Predator Hunt, on the other hand, spawns one player as a Predator and gives him a set amount of time to make a kill on the team of marines. Whoever kills the Predator comes back as him, and if any Predator fails to make a kill within the time limit they'll die from the shame of their failure, respawning as a human and giving a random player a go. Only the Predator can score from kills, so it pays for the marines to keep Ol' Painless waiting to deny the Predator points. There's something in those trees!
Admittedly I'm hamming it up a bit, but there's obvious potential in the license for unsettling players in ways most games only dream about. Consider the game's recently-announced Survivor mode, the latest incarnation of the ever-popular Horde mode (which Rebellion is at least partially responsible for crafting, seeing as they included a variant of it in the original AvP game way-back-when in 1999) which pits squads of marines against never-ending waves of CPU-controlled aliens. Are Rebellion aiming to finally make the Horde/Firefight/Nazi Zombies mode terrifying? "Definitely," says Rebellion's Eric Miller, "we try and achieve that with the atmosphere, the lighting, the way in which we increase the difficulty. There are no difficulty modes. You just play. You don't have little numbers coming up on your screen going 'congratulations, you made a kill! ' Everyone loves points increasing; don't get me wrong, it's a fundamental gameplay mechanic. But it's not scary."
Intentionally creeping players out is something the staff at Rebellion clearly love talking about. "The aliens aren't always going to come straight to you," interjects producer Dave Brickley, "their behaviour allows them to pathfind using the dark areas, and they'll hang out, they'll wait and see - so you get this weird experience where you're walking forward looking for them. We mix it up. You might be completely under attack at one point, but then you'll have to go looking. And you're not going to know where they are - they're sat in the dark, and it's a motion sensor! So if they're not moving you can't hear them."

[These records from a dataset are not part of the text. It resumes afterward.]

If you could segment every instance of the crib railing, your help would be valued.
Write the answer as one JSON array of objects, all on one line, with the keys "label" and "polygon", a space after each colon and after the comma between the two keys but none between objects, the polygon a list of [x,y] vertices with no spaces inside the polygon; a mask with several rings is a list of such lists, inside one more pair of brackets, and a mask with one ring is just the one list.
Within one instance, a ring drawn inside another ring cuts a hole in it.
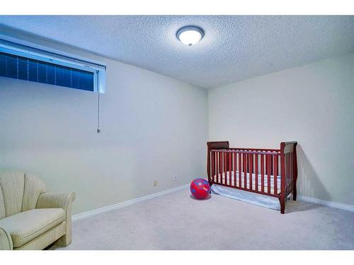
[{"label": "crib railing", "polygon": [[280,149],[229,148],[229,142],[207,143],[210,184],[229,187],[279,198],[296,199],[296,142],[283,142]]}]

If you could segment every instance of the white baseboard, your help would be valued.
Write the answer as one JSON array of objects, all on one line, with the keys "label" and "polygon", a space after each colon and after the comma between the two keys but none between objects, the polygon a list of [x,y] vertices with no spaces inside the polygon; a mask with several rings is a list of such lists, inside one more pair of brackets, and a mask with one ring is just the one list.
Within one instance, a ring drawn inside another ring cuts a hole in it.
[{"label": "white baseboard", "polygon": [[338,204],[336,202],[320,200],[319,199],[307,197],[306,196],[297,195],[299,201],[311,202],[312,204],[325,205],[329,207],[336,208],[338,209],[346,210],[354,212],[354,206],[348,204]]},{"label": "white baseboard", "polygon": [[140,198],[133,199],[132,200],[123,201],[123,202],[121,202],[119,204],[109,205],[109,206],[105,206],[105,207],[99,208],[98,209],[95,209],[95,210],[92,210],[90,211],[86,211],[84,213],[76,214],[74,216],[72,216],[72,220],[76,221],[78,220],[87,218],[88,217],[96,216],[97,214],[105,213],[105,212],[108,212],[108,211],[110,211],[112,210],[118,209],[118,208],[122,208],[122,207],[126,207],[127,206],[130,206],[130,205],[132,205],[134,204],[137,204],[138,202],[141,202],[141,201],[146,201],[146,200],[148,200],[148,199],[150,199],[152,198],[158,197],[158,196],[161,196],[163,194],[166,194],[166,193],[169,193],[169,192],[175,192],[175,191],[185,189],[185,187],[187,187],[188,186],[189,186],[189,184],[186,184],[183,185],[183,186],[177,187],[176,188],[160,192],[158,193],[155,193],[154,194],[144,196],[140,197]]}]

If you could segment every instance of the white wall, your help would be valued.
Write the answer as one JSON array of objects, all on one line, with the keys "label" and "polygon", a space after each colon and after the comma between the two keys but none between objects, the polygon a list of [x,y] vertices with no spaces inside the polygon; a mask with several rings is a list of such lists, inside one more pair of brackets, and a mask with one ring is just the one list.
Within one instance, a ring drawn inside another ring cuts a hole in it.
[{"label": "white wall", "polygon": [[297,141],[298,193],[354,205],[354,54],[209,91],[210,140]]},{"label": "white wall", "polygon": [[205,176],[207,91],[89,57],[107,64],[102,132],[96,93],[0,78],[0,169],[25,170],[51,191],[76,192],[74,213]]}]

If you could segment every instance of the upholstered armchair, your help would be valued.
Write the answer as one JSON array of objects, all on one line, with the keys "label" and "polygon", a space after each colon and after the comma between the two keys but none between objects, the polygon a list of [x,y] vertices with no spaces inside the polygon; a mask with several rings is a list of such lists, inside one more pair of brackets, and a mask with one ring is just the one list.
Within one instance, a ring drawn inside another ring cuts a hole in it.
[{"label": "upholstered armchair", "polygon": [[72,242],[75,193],[45,192],[31,174],[0,171],[0,249],[43,249]]}]

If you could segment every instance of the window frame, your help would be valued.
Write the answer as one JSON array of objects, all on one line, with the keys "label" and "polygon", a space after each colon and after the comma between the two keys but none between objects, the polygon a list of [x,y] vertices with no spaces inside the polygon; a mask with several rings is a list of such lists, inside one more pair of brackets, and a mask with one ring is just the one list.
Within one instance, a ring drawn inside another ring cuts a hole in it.
[{"label": "window frame", "polygon": [[[60,51],[0,35],[0,52],[93,73],[93,92],[105,92],[106,66]],[[77,88],[74,88],[77,89]]]}]

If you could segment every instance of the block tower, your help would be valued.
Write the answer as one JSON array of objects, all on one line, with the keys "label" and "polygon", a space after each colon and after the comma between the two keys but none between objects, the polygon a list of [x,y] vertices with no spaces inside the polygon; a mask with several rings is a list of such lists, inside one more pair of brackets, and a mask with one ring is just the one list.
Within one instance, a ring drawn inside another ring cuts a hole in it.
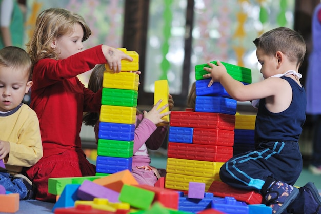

Expanding the multiplayer into broader adversarial modes is also a key focus for the studio, and a few rounds of deathmatch highlighted the game's unique position: distilled into its base component, Aliens vs. Predator is unique in being one of the only class-based deathmatch modes currently on the market. That its three classes are based on some of the most iconic characters of all time probably doesn't hurt, either.